By day, a row of simple-looking sheds in the quiet town of Rockwood, Texas, looks like nothing more than a place to store farm tools and food. But when the sun sets below the horizon, their roofs lift in unison to reveal a hidden array of hundreds of telescopes.
The so-called telescope farm is the brainchild of amateur astronomer Bray Falls, who turned his passion into a business when he co-founded the company Starfront Observatories 18 months ago.
“It hasn’t aged yet. It’s so cool, every time,” Falls said of the transforming sheds.

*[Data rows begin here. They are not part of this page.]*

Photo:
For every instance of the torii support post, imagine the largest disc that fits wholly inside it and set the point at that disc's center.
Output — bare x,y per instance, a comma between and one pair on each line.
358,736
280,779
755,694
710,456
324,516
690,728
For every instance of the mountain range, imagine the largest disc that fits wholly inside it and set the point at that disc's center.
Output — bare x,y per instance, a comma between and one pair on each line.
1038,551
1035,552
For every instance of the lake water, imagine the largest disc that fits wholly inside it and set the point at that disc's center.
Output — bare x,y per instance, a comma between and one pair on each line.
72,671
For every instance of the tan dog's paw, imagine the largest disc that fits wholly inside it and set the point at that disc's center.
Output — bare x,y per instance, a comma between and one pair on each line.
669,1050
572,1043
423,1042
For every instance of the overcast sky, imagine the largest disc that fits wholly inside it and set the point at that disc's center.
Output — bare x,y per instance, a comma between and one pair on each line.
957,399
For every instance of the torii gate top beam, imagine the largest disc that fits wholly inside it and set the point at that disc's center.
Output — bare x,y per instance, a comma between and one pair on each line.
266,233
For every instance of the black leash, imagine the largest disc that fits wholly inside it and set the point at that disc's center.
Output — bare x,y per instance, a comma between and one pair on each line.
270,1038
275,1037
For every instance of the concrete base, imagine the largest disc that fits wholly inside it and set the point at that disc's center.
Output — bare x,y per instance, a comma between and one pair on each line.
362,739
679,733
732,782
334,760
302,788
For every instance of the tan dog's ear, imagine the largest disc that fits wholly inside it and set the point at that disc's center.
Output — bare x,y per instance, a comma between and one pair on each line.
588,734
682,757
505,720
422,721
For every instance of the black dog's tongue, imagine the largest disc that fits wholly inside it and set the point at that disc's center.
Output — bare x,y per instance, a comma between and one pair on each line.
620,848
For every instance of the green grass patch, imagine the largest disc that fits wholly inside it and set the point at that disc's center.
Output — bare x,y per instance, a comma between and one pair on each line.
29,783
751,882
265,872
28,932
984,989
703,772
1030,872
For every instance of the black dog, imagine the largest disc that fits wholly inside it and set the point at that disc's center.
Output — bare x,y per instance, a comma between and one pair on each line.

Starfront rents space to customers who ship their telescopes to the farm and control them via the Internet from the comfort of their home. The remote location allows amateur astronomers to take stunning photos they wouldn’t be able to take from home, because the skies in Rockwood are much darker than where they live, which helps solve one of amateur astronomers’ biggest problems: light pollution.
The night sky has become harder to see due to a 10% annual increase in light pollution over the past decade, according to a 2023 study published in the journal Science.
Starfront customers live all over the world, including Europe, Asia and the Middle East, Falls said.
Chuck Ayoub, in suburban Detroit, has a garage full of telescopes, but he hardly uses them since he shipped one to Texas.
“The big difference is the dark skies. I’m 20 minutes from downtown Detroit and the light pollution is deadly,” Ayoub said.
Most evenings, Ayoub broadcasts the live feed from his telescope to his many followers on social media. There’s also a small camera at the base so he can see his telescope in action.
From the Starfront property, Falls and others identify celestial objects that no one has ever seen before, such as a photo he calls the “Crown of Thorns” nebula. These discoveries improve our understanding of space, even as our ability to see it diminishes.
Asked about the threat posed by light pollution, Falls said: “It really stops people from dreaming, like seeing what’s above them, just in awe. You get tingles, you get goosebumps.”
But now it’s a feeling you can feel, even from your basement in Detroit.